The left’s panic pandemic
The more data arrive, the greater the sense grows that the coronavirus is not nearly as deadly as originally thought.
A steady stream of studies coming out of Santa Clara and Los Angeles counties, New York City, the Boston area and various European countries indicate a vastly higher infection rate among populations than previously estimated and thus a many times smaller fatality rate.
The number of official virus-related fatalities continues to climb, but some are also digging beneath those raw numbers to put them into better perspective.

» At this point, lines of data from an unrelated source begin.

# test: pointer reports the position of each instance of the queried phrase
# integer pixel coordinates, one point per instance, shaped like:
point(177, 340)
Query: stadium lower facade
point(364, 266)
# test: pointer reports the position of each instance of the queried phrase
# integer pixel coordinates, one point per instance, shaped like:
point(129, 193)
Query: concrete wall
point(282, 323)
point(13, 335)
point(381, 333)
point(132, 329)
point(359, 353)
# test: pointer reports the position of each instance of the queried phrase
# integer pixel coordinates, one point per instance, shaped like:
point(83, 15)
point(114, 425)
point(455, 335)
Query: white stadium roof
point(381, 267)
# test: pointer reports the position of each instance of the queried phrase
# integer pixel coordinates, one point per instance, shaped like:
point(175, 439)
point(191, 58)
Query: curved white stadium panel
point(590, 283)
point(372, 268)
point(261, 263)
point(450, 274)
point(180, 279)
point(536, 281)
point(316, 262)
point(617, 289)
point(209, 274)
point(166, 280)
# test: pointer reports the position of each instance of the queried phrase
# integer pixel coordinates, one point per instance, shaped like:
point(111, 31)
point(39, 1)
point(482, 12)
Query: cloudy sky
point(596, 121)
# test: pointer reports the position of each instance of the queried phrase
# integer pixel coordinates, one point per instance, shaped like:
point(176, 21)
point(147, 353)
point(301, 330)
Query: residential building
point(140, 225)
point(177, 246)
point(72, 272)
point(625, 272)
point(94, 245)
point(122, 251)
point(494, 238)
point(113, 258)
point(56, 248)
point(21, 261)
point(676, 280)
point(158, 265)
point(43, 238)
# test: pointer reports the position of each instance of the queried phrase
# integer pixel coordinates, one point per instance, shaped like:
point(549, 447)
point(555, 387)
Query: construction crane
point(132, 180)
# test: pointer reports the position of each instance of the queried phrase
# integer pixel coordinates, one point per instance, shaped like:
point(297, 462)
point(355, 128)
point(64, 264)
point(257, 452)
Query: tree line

Writing in Forbes, Rich Karlgaard statistically analyzes the virus death toll in terms of what he calls “living days stolen”—the cumulative number of likely days of life that have been lost given what we generally know about the age and health of the victims—and concludes that automobile fatalities cause seven times more lost living days every year in America than the virus has thus far.
If science is indeed guiding our decision-making, such knowledge should lead to a recalibration of policy in favor of gradually lifting the lockdowns and the use of a different approach that does less economic damage and focuses more on protecting those most vulnerable.
As Bret Stephens noted in a recent New York Times column, basing policy in Nashville on what is happening in New York is nonsensical, as is continuing to shut down everyone and everything if the numbers tell us that only a small percentage of the population—the elderly and those with severe underlying conditions (overlapping categories)—was ever seriously at risk.
This should all be obvious to anyone capable of understanding rudimentary cost-benefit analysis or the logic of actuarial tables, but such approaches appear callous and even unpatriotic to those among us who have acquired a masochistic commitment to the idea of a shutdown nation, to the point of demanding that things stay that way for months or even years to come, regardless of the cost.
The original, reasonable goal of “flattening the curve” so as to not overwhelm the health-care system now appears to have shifted to the irrational, impossible-to-achieve goal of eliminating all risk. If opening up might lead to more loss of life than staying shut down, even only slightly more, then we must all stay shut down; thus establishing a decision-making principle which by its intrinsic logic contains no basis for ever opening up.
This “If it saves just one life it’s worth it” position, overwhelmingly concentrated on the political left, most likely flows from certain geographical and ideological tendencies.
On the geographical level, as those “red” and “blue” maps tell us on election nights, the left is disproportionately concentrated in the kinds of large “cheek to jowl” urban areas that have been harder hit by the virus. “Red” America has been much less affected than “blue” America, and this undoubtedly colors perceptions of the degree of threat, especially when also considering that the area that has been hit hardest of all, New York City, is home base for the same left-leaning national media whose coverage has driven so much of the panic and over-reaction.
Occupation probably comes into it as well, since the working class and small-business owners that make up so much of Donald Trump’s base have been hurt much more by the shutdowns than the “chattering classes” (those in the media, academe, publishing, and the arts) who can more easily do their jobs from home and overwhelmingly support Democrats.
Ironically, the left’s abandonment of the working class (the proletariat, once its raison d’être) has now been completed by the virus.
In political/ideological terms, the “resistance” to Trump has also now clearly fused with the resistance to opening up the country. Because Trump wants to end the shutdowns, and the resistance and the media want to end Trump, the resistance and the media want to prolong the shutdowns as long as possible.
The hunch along these lines is that Democrats and their media auxiliaries will suddenly adopt a vastly different view of the virus and the need for shutdowns, regardless of fatality levels, if Joe Biden gets to 270 electoral votes on Nov. 3.
The transformative nature of leftist ideology comes into play in all this as well—the left is arguing that a “return to normal” won’t be possible because it didn’t much like normal pre-virus America anyway and doesn’t want to go back to it; it wants a different America to come out this crisis and feels that prolonging it will make that more likely.
In short, a large political investment has been made by various parties in virus hysteria and the shutdowns that flow from it.
Because their political interests now coincide with prolonging the shutdowns, and maintaining the level of fear necessary to justify them, the Democrats and the media have become, in Alex Berenson’s words, “Team Apocalypse.”
The more we learn about the virus, the stronger the argument for returning to work becomes, but the more Democrats want us hunkered down at home, unemployed and cowering in fear.
The left claims that science is guiding its approach to the pandemic. It isn’t. Politics is.
Freelance columnist Bradley R. Gitz, who lives and teaches in Batesville, received his Ph.D. in political science from the University of Illinois.